Plagioclase textural and compositional parameterization: A tool for tracking magma dynamics at Stromboli

Abstract

The Present-day (<1.2 kyr) activity of Stromboli (Aeolian Islands, Southern Italy) is characterized by periodic and mildly explosive “Strombolian” eruptions alternating with episodic lava effusion and more violent eruptive events (i.e., major explosions and paroxysms). The plumbing system controlling the eruptive behavior is fed by a vertically-extended mush column in which the shallow magmatic reservoir (highly porphyritic or Hp-magma) is continuously refilled with mafic magmas (low porphyritic or Lp-magma) rising from depth. Currently, we are investigating the textural and compositional attributes of plagioclase phenocrysts and microlites from nineteen scoria clasts ejected during mild to violent explosions at Stromboli over a timespan of ~18 years, from 2003 to 2021. The morphological stability of large-sized, euhedral phenocrysts is superimposed on an internal textural heterogeneity due to growth-dissolution phenomena associated with the input rate of hot, H2O-rich recharge magmas rising from depth. As a result, the volumetric plagioclase proportion, dominant size, and number of phenocrysts per unit volume decrease from mild to violent explosions, responding to a more efficient magma mixing process via sustained injections of mafic magmas into the shallow reservoir. Crystallization of hybridized recharge basaltic melts is faithfully recorded by intracrystalline major-trace element and Sr-isotope variations in plagioclase phenocrysts, providing temporal and spatial constraints on crystal recycling and mush remobilization phenomena. On the other hand, the formation of anhedral plagioclase microlites is controlled by fast growth kinetics taking place in the uppermost part of the conduit during magma acceleration towards the surface.

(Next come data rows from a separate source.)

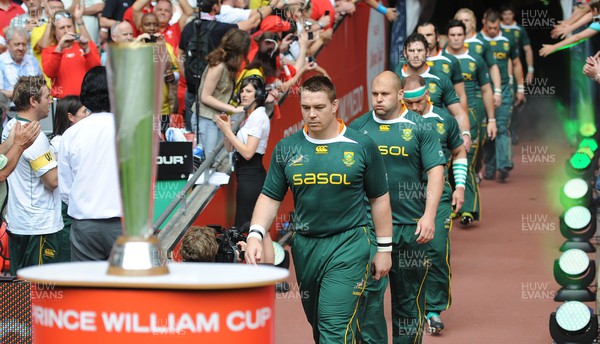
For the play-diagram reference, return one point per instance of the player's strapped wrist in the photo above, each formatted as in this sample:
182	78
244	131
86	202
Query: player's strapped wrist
257	231
381	9
459	167
384	244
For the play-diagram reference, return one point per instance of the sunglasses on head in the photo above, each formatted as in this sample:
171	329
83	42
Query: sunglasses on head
61	15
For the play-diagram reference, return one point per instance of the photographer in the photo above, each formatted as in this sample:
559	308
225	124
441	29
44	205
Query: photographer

Under such highly dynamic crystallization conditions, the microlite number density closely depends on the increase of melt liquidus temperature via magma decompression and H2O exsolution. This mutualism allows to model the degassing rate and ascent velocity of magma under open-conduit flow regimes for the different eruptive styles, thereby supporting the idea that violent explosions at Stromboli are driven by sustained influxes of recharge magmas leading to strong acceleration, decompression, and H2O exsolution before magma discharge at the vent.